Update README to reflect migration to FP16 models

mikepapadim · mikepapadim · commit 46078863eeda · 2025-05-29T16:11:07.000+03:00
Migrated from Q4/Q8 quantization to FP16 models across documentation and examples for improved compatibility with TornadoVM. Adjusted download links, execution commands, and model references accordingly for consistency.
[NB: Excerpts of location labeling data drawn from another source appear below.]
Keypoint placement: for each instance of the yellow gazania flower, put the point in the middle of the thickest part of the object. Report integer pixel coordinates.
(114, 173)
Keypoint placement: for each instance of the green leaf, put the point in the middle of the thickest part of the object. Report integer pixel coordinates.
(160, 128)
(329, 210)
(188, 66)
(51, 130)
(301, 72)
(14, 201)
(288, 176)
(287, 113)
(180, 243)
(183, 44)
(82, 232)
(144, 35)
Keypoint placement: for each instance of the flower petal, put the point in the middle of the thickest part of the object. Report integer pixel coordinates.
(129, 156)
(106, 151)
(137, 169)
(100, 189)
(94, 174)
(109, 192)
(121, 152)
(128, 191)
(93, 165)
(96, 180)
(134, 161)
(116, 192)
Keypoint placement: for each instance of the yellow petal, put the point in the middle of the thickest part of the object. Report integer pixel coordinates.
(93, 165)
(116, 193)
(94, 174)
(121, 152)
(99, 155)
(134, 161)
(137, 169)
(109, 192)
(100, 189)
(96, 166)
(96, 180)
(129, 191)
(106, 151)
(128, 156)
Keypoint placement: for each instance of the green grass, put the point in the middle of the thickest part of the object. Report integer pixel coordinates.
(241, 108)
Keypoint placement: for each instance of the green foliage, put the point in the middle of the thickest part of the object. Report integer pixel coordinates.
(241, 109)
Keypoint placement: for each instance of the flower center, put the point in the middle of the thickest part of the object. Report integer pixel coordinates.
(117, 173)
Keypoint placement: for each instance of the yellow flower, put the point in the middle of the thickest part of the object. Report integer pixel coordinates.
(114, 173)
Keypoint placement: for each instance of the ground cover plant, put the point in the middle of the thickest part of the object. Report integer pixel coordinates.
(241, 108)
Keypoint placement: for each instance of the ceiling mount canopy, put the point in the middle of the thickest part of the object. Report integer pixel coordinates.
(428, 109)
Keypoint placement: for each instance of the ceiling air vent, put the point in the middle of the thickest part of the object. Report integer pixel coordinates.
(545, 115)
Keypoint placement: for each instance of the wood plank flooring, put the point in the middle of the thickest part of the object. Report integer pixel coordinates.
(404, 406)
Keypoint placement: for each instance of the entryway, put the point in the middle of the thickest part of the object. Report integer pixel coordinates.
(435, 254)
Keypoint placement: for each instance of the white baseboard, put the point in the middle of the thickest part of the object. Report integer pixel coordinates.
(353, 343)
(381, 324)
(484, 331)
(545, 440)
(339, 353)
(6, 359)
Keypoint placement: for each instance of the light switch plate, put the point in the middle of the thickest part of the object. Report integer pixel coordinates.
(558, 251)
diff --git a/README.md b/README.md
@@ -43,17 +43,17 @@ Previous intergration of TornadoVM and Llama2 it can be found in <a href="https:
 
 This table shows inference performance across different hardware and quantization options.
 
-| Vendor / Backend             | Hardware     | Llama-3.2-1B-Instruct | Llama-3.2-1B-Instruct | Llama-3.2-3B-Instruct | Optimizations |
-|:----------------------------:|:------------:|:---------------------:|:---------------------:|:---------------------:|:-------------:|
-|                              |              | **Q8_0**              | **Q4_0**              | **Q4_0**              |  **Support**  |
-| **NVIDIA / OpenCL-PTX**      | RTX 3070     | 52 tokens/s           | 50.56 tokens/s        | 22.96 tokens/s        |       ✅      |
-|                              | RTX 4090     | 66.07 tokens/s        | 65.81 tokens/s        | 35.51 tokens/s        |       ✅      |
-|                              | RTX 5090     | 96.65 tokens/s        | 94.71 tokens/s        | 47.68 tokens/s        |       ✅      |
-|                              | L4 Tensor    | 52.96 tokens/s        | 52.92 tokens/s        | 22.68 tokens/s        |       ✅      |
-| **Intel / OpenCL**           | Arc A770     | 15.65 tokens/s        | 15.09 tokens/s        | 7.02 tokens/s         |      (WIP)    |
-| **Apple Silicon / OpenCL**   | M3 Pro       | 14.04 tokens/s        | 13.83 tokens/s        | 6.78 tokens/s         |      (WIP)    |
-|                              | M4 Pro       | 16.77 tokens/s        | 16.67 tokens/s        | 8.56 tokens/s         |      (WIP)    |
-| **AMD / OpenCL**             | Radeon RX    | (WIP)                 | (WIP)                 | (WIP)                 |      (WIP)    |
+| Vendor / Backend             | Hardware     | Llama-3.2-1B-Instruct | Llama-3.2-3B-Instruct | Optimizations |
+|:----------------------------:|:------------:|:---------------------:|:---------------------:|:-------------:|
+|                              |              | **FP16**              |       **FP16**        |  **Support**  |
+| **NVIDIA / OpenCL-PTX**      | RTX 3070     | 52 tokens/s           |    22.96 tokens/s     |       ✅      |
+|                              | RTX 4090     | 66.07 tokens/s        |    35.51 tokens/s     |       ✅      |
+|                              | RTX 5090     | 96.65 tokens/s        |    47.68 tokens/s     |       ✅      |
+|                              | L4 Tensor    | 52.96 tokens/s        |    22.68 tokens/s     |       ✅      |
+| **Intel / OpenCL**           | Arc A770     | 15.65 tokens/s        |     7.02 tokens/s     |      (WIP)    |
+| **Apple Silicon / OpenCL**   | M3 Pro       | 14.04 tokens/s        |     6.78 tokens/s     |      (WIP)    |
+|                              | M4 Pro       | 16.77 tokens/s        |     8.56 tokens/s     |      (WIP)    |
+| **AMD / OpenCL**             | Radeon RX    | (WIP)                 |         (WIP)         |      (WIP)    |
 
 ##### ⚠️ Note on Apple Silicon Performance
 
@@ -118,42 +118,46 @@ source set_paths
 make
 
 # Run the model (make sure you have downloaded the model file first -  see below)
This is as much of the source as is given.